Lively and engaging text on the management of public services, written by a leading thinker in the field and former Cabinet and HM Treasury advisor.
Argues that assumptions concerning motivation and agency are the key to the success of public policy.
Analyses current public policy and demonstrates that much of it is founded on erroneous assumptions, before proposing economically and administratively viable reforms.
Paperback edition includes a foreword which discusses recent developments in the field, bringing the book up-to-date.
New to this edition
Includes a postscript which discusses recent developments in the field and brings the book up-to-date.
Can we rely on the altruism of professionals or the public service ethos to deliver good quality health and education services? And how should patients, parents, and pupils behave - as grateful recipients or active consumers?

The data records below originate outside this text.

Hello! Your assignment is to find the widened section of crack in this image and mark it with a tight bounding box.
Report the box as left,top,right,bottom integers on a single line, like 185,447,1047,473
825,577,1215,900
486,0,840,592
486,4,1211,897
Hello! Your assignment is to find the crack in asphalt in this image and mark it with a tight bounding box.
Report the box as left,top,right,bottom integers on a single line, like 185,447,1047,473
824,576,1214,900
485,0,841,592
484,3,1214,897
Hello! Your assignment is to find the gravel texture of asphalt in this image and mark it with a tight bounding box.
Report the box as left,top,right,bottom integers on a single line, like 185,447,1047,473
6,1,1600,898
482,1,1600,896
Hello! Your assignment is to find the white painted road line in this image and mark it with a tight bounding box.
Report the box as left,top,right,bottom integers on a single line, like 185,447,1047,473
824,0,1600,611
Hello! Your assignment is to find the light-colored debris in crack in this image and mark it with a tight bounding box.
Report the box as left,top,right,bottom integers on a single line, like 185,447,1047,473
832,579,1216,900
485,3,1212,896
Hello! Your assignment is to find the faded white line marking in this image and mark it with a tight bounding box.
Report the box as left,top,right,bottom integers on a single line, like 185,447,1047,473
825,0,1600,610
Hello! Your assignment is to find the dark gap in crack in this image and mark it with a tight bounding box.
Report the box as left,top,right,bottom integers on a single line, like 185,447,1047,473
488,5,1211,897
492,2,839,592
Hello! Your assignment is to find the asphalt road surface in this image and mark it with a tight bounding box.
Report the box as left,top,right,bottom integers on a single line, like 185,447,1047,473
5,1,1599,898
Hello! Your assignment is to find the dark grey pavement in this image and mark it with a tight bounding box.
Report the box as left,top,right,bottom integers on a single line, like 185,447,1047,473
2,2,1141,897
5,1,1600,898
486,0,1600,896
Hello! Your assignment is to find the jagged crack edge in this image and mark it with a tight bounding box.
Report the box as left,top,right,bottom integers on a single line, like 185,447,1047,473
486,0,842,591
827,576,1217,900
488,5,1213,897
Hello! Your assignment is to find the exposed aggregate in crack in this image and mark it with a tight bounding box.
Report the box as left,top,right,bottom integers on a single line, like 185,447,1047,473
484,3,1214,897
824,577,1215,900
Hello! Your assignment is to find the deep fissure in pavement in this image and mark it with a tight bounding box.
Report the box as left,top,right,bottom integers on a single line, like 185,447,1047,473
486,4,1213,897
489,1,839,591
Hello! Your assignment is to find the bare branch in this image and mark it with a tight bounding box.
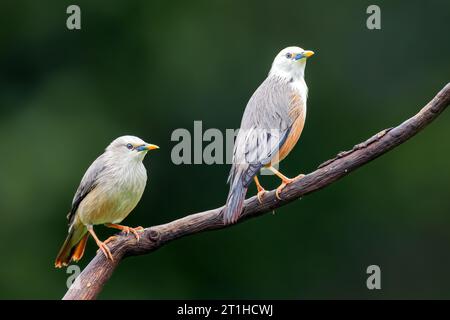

This book provides new answers to these questions - a milestone in the analysis and development of public policy, from one of the leading thinkers in the field. It provides a new perspective on policy design, emphasising the importance of analysing the motivation of professionals and others who work within the public sector, and both their and public service beneficiaries' capacity for agency or independent action. It argues that the conventional assumption that public sector professionals are public-spirited altruists or 'knights' is misplaced; but so is the alternative that they are all, in David Hume's terminology, 'knaves' or self-interested egoists. We also must not assume that individual citizens are passive recipients of public services (pawns); but nor can they be untrammelled sovereigns with unrestricted choices over services and resources (queens). Instead, policies must be designed so as to give the proper balance of motivation and agency.
The book illustrates how this can be done by detailed empirical examination of recent policies in health services, education, social security and taxation. It puts forwards proposals for policy reform, several of which either originated with the author or with which he has been closely associated: universal capital or 'demogrants', discriminating vouchers, matching grants for pensions and for long-term care, and hypothecated taxes.